Sauf que... les assureurs estiment que ce marché leur sera fermé. Et qu'ils perdront donc plusieurs millions de clients, et des milliards de primes d'assurance santé (le marché est estimé à une trentaine de milliards d'euros). Avec, à la clé, une perte d'emplois qui pourrait aller jusqu'à 30.000, assure Patrick Petitjean, PDG d'April prévoyance et santé, à la tête de l'APAC, association pour la promotion de l'assurance collective, qui mène le combat contre la clause de désignation.
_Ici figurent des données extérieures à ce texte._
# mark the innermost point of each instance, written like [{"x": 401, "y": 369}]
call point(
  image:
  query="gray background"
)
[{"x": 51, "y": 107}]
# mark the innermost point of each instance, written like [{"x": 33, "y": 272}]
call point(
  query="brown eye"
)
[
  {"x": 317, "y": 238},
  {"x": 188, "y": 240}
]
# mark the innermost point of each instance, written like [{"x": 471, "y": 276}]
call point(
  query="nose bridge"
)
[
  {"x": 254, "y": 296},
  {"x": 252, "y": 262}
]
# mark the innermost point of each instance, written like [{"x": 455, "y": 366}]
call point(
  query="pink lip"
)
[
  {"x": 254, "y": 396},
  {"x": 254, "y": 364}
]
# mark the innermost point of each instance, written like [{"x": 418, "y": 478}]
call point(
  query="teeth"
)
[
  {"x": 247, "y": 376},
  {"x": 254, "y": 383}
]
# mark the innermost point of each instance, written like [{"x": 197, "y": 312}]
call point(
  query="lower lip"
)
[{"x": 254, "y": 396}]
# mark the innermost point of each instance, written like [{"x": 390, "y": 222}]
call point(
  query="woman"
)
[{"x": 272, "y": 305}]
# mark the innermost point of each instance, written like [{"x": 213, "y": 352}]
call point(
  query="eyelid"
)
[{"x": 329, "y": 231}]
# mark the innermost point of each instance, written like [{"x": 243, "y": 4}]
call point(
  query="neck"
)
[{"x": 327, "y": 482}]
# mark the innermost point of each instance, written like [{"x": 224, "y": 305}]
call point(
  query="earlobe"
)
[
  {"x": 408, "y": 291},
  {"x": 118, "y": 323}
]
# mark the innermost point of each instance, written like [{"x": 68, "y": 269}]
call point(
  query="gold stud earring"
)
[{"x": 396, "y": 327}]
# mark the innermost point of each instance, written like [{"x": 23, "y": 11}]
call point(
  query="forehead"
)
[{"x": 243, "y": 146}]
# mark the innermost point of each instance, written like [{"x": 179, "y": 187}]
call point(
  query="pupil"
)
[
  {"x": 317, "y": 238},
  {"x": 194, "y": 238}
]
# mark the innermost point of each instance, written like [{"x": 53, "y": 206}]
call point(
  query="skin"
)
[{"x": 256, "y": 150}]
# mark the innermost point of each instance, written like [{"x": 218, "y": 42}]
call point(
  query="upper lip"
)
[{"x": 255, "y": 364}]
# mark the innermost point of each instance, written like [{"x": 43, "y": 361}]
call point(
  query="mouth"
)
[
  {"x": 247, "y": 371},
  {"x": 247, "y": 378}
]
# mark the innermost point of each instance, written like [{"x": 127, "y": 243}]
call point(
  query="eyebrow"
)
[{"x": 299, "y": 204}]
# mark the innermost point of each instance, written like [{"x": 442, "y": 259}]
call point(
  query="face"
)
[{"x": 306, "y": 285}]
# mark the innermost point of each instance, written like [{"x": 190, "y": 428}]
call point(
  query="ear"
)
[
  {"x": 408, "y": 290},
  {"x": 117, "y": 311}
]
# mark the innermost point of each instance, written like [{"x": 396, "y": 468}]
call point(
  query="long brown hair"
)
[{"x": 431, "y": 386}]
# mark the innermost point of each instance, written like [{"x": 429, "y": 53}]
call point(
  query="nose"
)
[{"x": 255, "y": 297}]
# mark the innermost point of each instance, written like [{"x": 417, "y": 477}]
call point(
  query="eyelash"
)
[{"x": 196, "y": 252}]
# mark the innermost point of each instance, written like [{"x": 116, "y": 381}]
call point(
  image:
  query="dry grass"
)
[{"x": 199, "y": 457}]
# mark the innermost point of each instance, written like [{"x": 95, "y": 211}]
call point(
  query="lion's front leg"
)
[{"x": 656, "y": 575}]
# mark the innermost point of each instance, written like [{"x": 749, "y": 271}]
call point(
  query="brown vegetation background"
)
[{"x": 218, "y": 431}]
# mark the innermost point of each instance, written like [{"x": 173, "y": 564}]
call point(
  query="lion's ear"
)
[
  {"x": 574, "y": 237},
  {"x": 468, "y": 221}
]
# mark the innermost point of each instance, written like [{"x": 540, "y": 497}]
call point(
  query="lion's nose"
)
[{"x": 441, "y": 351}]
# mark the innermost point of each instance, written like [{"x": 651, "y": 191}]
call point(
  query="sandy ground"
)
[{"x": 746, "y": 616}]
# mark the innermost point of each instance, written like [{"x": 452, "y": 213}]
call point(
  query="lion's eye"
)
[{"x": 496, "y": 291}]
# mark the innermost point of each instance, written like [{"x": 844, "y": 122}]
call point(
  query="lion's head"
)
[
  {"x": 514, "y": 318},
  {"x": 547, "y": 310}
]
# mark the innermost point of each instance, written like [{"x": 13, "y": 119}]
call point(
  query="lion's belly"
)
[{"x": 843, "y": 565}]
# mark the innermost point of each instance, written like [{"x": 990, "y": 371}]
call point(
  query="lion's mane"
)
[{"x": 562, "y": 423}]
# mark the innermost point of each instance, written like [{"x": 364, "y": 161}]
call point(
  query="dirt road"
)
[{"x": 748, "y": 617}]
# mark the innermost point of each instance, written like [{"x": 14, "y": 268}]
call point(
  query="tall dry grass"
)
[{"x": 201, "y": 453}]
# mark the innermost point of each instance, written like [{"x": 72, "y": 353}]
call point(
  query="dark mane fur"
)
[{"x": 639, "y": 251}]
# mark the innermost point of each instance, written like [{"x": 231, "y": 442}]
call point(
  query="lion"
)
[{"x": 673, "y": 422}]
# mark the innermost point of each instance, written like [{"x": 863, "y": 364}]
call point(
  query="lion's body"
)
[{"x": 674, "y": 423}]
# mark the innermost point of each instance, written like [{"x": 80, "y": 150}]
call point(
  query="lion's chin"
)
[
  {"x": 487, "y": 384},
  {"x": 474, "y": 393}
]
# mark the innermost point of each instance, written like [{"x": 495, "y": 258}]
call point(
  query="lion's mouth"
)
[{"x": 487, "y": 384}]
De quoi s'agit-il ?
Sous la pression des partenaires sociaux, le projet de loi destiné à transposer dans la loi l'accord du 11 janvier a introduit une telle clause: au niveau de chaque branche professionnelle, les partenaires sociaux pourront désigner l'institution qui couvrira, à l'exclusion de toute autre, l'ensemble des salariés. Dans ce cas, les entreprises qui relèvent de cette branche n'auront pas leur mot à dire.
Ce qu'affirme Patrick Petitjean, c'est que les partenaires sociaux désigneront presque uniquement des institutions de prévoyance, pour couvrir les assurés. « Quand ils désignent un opérateur chargé d'offrir une complémentaire santé, c'est dans 90% des cas une institution de prévoyance qui emporte le marché » dit-il.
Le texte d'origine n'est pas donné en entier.